CRAWFORD, Texas - It looks like harvest time in Texas, but for fourth-generation farmer Bert Gohlke it's actually a financial disaster.
"It hurts, it hurts bad, it hurts real bad," Gohlke tells CBS News correspondent Don Teague.
This could have been a great year for Gohlke - corn prices are near record highs. But instead of harvesting his 1,500 acres of corn, Gohlke is chopping it up into a feed called silage - the only salvageable use for a crop destroyed by drought.
"We should be dealing with 7-and-a-half foot corn right now," Gohlke says. But that's not the case.
His potential losses? More than a quarter of a million dollars - but that's just a fraction of the $3 billion the historic drought will cost Texas farmers and ranchers.
Two hundred and fifty miles south, Rosalee Coleman is hurting too. A 70-year-old widow, she's running a cattle ranch on more than a thousand acres by herself.
"Other than raising three wonderful children, I feel like my greatest achievement has been to hold on to this land," Coleman says.
She needs every acre.

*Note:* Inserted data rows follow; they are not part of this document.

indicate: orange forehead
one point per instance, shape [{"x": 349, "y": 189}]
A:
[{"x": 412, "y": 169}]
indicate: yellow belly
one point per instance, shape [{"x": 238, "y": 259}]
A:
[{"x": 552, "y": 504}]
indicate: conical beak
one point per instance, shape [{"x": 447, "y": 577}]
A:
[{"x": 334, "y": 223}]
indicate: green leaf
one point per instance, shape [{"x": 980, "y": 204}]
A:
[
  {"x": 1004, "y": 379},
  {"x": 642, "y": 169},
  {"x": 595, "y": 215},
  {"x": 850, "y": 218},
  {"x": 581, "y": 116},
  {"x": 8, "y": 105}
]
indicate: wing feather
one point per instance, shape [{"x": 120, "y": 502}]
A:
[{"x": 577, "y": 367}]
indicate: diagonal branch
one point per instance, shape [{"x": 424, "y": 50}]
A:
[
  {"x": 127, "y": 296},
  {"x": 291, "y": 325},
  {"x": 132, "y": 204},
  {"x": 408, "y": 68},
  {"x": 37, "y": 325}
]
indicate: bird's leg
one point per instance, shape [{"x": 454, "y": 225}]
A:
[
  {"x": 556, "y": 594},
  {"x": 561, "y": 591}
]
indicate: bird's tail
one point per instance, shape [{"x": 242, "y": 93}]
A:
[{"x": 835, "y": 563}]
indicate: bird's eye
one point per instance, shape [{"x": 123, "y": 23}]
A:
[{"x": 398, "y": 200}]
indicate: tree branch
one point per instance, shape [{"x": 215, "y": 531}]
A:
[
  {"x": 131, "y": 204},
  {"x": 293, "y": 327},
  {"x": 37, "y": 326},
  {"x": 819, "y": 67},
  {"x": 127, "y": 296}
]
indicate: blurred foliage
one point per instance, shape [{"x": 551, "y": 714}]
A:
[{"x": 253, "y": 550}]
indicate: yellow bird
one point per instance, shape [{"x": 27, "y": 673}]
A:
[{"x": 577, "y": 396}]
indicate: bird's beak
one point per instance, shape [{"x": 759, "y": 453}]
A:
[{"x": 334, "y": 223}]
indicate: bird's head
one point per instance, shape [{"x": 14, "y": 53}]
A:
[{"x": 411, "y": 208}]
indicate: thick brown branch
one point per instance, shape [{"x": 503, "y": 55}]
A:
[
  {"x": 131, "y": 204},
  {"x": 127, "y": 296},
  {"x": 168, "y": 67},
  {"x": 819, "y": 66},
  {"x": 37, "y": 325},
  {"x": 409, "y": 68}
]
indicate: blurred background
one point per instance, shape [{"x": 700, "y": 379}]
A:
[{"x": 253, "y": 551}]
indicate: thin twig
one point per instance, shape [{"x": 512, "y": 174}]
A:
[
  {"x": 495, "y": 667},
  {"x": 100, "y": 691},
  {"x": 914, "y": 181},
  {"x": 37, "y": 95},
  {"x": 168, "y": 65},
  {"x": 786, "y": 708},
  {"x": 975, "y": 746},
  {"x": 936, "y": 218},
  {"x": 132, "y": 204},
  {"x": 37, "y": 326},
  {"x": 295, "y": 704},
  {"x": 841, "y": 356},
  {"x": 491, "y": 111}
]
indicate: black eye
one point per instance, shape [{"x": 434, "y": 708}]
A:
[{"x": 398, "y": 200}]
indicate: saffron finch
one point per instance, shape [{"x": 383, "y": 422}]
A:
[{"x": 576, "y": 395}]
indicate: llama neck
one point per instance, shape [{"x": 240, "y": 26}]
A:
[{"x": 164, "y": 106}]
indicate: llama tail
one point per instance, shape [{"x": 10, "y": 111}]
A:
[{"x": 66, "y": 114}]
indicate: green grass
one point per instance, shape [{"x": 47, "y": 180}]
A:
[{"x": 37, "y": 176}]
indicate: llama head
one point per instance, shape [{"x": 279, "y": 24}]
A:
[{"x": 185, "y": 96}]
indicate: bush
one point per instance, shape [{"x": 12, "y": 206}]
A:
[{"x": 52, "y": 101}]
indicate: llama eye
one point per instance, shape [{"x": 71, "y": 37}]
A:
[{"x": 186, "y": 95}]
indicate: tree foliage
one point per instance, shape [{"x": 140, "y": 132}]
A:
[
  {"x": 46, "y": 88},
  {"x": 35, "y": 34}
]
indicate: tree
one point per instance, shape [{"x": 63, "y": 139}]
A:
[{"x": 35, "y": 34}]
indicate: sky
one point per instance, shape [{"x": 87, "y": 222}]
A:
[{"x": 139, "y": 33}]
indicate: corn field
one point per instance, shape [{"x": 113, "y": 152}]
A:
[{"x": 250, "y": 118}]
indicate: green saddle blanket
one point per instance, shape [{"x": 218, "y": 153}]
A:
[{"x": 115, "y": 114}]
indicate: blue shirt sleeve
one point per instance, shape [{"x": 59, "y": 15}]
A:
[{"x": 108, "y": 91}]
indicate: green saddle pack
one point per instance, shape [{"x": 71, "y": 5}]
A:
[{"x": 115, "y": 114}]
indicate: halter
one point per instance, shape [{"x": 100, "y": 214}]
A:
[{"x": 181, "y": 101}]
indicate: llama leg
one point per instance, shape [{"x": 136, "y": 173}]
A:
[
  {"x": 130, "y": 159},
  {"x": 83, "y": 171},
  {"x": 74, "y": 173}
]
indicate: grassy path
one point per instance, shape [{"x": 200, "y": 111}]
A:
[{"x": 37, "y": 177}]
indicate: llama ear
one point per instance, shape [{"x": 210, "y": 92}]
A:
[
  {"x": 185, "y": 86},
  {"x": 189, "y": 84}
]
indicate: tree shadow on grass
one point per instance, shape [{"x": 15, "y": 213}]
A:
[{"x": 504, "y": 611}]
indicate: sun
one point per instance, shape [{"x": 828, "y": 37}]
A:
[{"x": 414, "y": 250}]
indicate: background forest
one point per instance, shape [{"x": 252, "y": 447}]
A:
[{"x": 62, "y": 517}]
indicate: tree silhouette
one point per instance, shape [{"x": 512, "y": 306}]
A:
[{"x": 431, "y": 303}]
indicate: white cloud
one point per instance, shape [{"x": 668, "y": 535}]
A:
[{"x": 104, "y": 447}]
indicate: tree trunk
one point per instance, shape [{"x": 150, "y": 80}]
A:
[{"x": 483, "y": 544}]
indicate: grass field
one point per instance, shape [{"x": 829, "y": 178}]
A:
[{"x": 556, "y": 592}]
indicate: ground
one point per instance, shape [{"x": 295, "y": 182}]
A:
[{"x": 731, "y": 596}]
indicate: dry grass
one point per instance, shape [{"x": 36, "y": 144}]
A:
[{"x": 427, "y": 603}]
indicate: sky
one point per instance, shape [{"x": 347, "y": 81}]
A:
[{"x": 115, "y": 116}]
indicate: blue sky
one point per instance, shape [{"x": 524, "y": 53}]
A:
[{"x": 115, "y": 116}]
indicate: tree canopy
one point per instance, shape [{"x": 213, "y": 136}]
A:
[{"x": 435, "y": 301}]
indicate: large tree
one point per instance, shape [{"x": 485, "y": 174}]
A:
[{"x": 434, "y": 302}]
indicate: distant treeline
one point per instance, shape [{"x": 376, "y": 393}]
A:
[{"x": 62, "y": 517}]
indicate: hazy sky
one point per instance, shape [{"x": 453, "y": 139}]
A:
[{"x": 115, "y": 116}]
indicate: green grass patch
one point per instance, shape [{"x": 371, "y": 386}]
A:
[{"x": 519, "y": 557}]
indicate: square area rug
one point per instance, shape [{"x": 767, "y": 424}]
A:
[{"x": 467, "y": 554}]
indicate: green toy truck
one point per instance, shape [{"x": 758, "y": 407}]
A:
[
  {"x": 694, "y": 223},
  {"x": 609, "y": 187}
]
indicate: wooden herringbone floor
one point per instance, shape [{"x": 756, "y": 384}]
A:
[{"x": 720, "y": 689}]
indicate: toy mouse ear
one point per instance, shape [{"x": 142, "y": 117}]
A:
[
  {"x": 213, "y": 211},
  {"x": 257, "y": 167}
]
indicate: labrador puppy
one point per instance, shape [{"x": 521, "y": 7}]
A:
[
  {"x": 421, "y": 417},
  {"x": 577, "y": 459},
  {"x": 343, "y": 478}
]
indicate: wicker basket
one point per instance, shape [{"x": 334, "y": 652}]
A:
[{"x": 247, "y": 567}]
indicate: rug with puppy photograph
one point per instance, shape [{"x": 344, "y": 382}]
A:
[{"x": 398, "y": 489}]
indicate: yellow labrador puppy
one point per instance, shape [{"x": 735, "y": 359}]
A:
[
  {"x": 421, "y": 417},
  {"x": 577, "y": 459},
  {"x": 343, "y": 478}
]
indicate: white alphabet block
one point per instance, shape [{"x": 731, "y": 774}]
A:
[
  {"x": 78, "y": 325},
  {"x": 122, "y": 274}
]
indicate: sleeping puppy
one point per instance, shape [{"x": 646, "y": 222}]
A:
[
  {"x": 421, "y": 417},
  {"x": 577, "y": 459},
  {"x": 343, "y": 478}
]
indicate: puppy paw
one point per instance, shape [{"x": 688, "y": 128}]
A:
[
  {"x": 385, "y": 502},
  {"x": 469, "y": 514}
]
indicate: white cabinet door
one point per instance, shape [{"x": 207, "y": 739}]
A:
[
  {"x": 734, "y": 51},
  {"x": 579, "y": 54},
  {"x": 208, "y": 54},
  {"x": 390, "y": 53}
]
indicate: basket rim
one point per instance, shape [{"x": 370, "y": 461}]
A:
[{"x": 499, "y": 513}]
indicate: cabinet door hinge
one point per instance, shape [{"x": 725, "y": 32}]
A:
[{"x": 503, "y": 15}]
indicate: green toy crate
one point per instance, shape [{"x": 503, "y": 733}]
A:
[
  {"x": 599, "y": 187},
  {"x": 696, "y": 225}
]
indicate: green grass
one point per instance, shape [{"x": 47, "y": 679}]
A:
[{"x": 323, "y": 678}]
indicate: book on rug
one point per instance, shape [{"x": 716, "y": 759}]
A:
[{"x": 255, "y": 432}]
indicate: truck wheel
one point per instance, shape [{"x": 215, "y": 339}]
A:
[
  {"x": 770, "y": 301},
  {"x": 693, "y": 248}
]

With no real rain in nine months, she's been forced to move her cattle from pasture to pasture - just to find grass to sustain them.
"In a normal season I would rotate every couple of weeks or every three weeks and a pasture would hold them easily for that long," Coleman says. "But with this kind of weather it's every four or five days."
Rosalee Coleman and Bert Gohlke are surviving thanks to money put away in good years and planning for drought.
"Trying to figure out how you're going to make it to next year. Trying to figure out you know where we can cut corners, and keep going and maybe have a decent year next year," Gohlke says. "That's really what it's about, surviving. Trying to survive anyway, trying to survive."
But holding on is harder with each passing day. This week's forecast doesn't help - more heat and only a slight chance of rain.